La convergence des principes Sadristes avec la rue Irakienne explique donc en partie son succès. Les Irakiens veulent continuer l’effort de reconstruction de leur pays, tourner la page du chaos et mettre un terme à une corruption endémique qui ronge tout espoir de développement réel du pays depuis longtemps. L’appel à une sécularisation du champ politique a certainement dû avoir un écho chez de nombreux Irakiens, tant le pays a subi des violences sectaires ininterrompues depuis l’invasion Américaine de 2003. Enfin, Moqtada al-Sadr a probablement bénéficié du dernier discours du Grand Ayatollah Ali al-Sistani, qui a fustigé les politiciens au pouvoir n’ayant rien fait pour le pays depuis leur prise de fonction et appelant les électeurs à ne pas renouveler leurs votes en leur faveur aux législatives, selon le journaliste et expert Elijah Magnier, que nous avons pu interviewer.

L’Iran à la manœuvre ?

Si al-Sadr devance ses concurrents, le leader de la coalition de « Ceux qui vont de l’avant » (al Sairoun) devra toutefois parvenir à atteindre le quorum au sein du parlement pour prétendre gouverner le pays. À ce niveau, les choses risquent se compliquer pour le clerc chiite car ses concurrents pourraient se liguer contre le champion de ces élection et parvenir à obtenir le plus grand nombre parlementaires pour former un gouvernement avant lui. « À l’aune des résusltats des élections et du nombre de partis nécessaires pour obtenir une majorité, il y a de fortes chances que l’attente soit longue avant de voir un gouvernement se former en Irak » exprime sur Twitter le chercheur Dylan O’Driscoll, de l’institut HCRI de l’Université de Manchester.

Dès avant les élections, plusieurs mouvements militaro-politiques pro-iraniens avaient formé de solides coalitions pour faire front au moment du vote et servir leurs intérêts et ceux de l’Iran. Après plusieurs tentatives, deux coalitions ont tenu jusqu’au moment des élections : l’alliance du Fatah menée par Hadi el-Amiri et la coalition de l’État de Droit dirigée par l’ancien Premier ministre Nouri al-Maliki qui a opéré un rapprochement stratégique avec l’Iran pour contrebalancer les efforts des alliances souverainistes comme la liste de son rival Haider al-Abadi (coalition al Nasara, la Victoire) et bien sûr celle de Moqtada al-Sadr.

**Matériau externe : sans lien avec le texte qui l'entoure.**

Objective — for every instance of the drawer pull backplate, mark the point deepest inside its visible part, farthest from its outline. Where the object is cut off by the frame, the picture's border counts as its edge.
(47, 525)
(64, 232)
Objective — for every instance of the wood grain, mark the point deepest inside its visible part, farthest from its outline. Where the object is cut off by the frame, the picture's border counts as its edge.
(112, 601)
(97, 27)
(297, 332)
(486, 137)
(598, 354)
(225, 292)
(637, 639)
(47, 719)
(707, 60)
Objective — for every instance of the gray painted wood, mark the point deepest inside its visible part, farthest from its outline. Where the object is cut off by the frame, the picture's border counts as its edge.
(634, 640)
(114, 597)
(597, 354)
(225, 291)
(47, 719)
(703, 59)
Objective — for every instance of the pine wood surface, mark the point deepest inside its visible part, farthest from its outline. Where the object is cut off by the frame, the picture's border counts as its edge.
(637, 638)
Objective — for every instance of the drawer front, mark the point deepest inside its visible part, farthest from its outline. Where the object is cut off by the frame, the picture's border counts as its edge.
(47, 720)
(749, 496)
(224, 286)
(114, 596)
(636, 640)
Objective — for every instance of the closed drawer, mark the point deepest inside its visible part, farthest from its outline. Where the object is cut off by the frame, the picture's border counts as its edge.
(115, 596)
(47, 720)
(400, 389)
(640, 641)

Résultat : les deux rivaux du parti Da’wa, al-Abadi et al-Maliki finissent troisième et quatrième respectivement, devancés par Moqtada al-Sadr et Hadi al-Amiri. Les tractations post-élections vont donc bon train en ce moment entre les différents mouvement en but de former le nouveau gouvernement. L’Iran, très soucieux de pouvoir compter sur la coopération de Baghdad dans l’avancement de ses intérêts a dépéché en Irak le général Qassem Solimani, grand architecte de la coordination et de l’entrainement des milices Hashed al-Shaabi qui sont favorables à l’Iran. L’influence très effacée mais pourtant cruciale de Soleimani sur la scène politico-militaire irakienne fait l’objet de nombreuses spéculations et est comparée à une forme d’assujetissement de l’Irak à la république Islamique par certains commentateurs.

« Al-Sadr aura du mal à former un gouvernement » selon Elijah Magnier. « L’Iran est à la manœuvre et n’acceptera pas un gouvernment qui ne lui est pas favorable » prévient l’expert.

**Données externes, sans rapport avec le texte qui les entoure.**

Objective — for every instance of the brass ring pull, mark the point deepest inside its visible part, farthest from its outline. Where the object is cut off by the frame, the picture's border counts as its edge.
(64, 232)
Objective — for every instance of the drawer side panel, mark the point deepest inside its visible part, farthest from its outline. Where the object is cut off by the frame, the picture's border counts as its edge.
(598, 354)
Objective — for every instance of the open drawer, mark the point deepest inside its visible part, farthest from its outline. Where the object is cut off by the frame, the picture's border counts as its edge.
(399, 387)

Gros soupçons de trucage des résultats au Kurdistan Irakien

L’influence de l’Iran s’est peut-être également faite sentir au Kurdistan Irakien et dans les régions mixtes comme Kirkouik, où de forts soupçons de fraude électorale entourent les surprenants résultats électoraux. Plus encore, le jour du vote à Suleymanyeh, un spectaculaire coup de force politique de la part de miliciens de l’Union Patriotique du Kurdistan (UPK) ont assiégé et ouvert le feu le quartier général du mouvement Gorran (le changement), principal parti d’opposition, qui tenait une réunion avec les autres partis de leur coalition électorale. Il se peut que les deux partis forts du gouvernement régional (PDK et UPK) aient opéré un rapprochement avec l’Iran en échange de son aide pour les maintenir en place au détriment des partis d’opposition qui auraient pu profiter des élections pour devancer leurs rivaux, mais cela restera probablement impossible à prouver. Le fait que Baghdad ne demande d’enquête sur les résultats étranges dans la province de Suleymanyeh est cependant indicateur d’une possible entente informelle entre les forces politiques du pays au détriment des partis d’opposition.

«Bien qu’on n’en ait pas la preuve, les résultats des élections, particulièrement dans la province de Suleymanyeh sont incompréhensibles. La région a connu d’importantes manifestations anti-gouvernementales suite à une gestion catastrophique par les dirigeants Kurdes du PDK et de l’UPK. La majorité des Kurdes ont fait part de leur désir de sanctionner le leadership Kurde et voilà que les scores ne reflettent absolument pas l’état d’esprit de la rue. À Kirkouk, l’UPK fait un score dix fois supérieur au deuxième parti au classement alors que la ville est partagée entre Kurdes Arabes et Turkmènes, ces deux dernières communauté n’auraient jamais voté pour le parti Kurde. À Hawija au Sud de Kirkouk, où il n’y a quasiment pas de Kurdes, l’UPK a aussi remporté les élections ; c’est absurde » nous explique un journaliste et chercheur basé à Suleymanyeh et qui a préféré s’exprimer sous couvert d’anonymat.

Six partis d’opposition ont depuis appelé à de nouvelles élections dans les districts où ils présentaient des candidats, sans échos pour le moment de la part de Baghdad. La mission des Nations Unies pour l’Irak, l’UNAMI, a appelé à la même chose dans un communiqué. Désabusé, le parti Gorran a annoncé la tenue d’un conseil spécial pour discuter de l’éventualité d’un retrait complet du processus politique Irakien.

Comme nous le soutenions, il faudra attendre un moment avant que la situation se clarifie. L’absence de volonté de la part de la classe politique traditionnelle de pousser à une enquète concernant les accusations de fraude laisse penser que des intrigues des grandes puissances ont quelque chose à voir dans les irrégularités observées à Suleymanyeh et à Kirkouk. La présence probale de Qasem Soleimani à Suleymanyeh le jour des élections, selon l’analyste Abdullah Hawez est le signe d’une ingérence Iranienne de plus dans le jeu politique Irakien. Toutefois, le rapprochement possible de al-Sadr avec le Premier ministre al-Abadi pourrait ouvrir la voie à une politique souverainiste émancipatrice.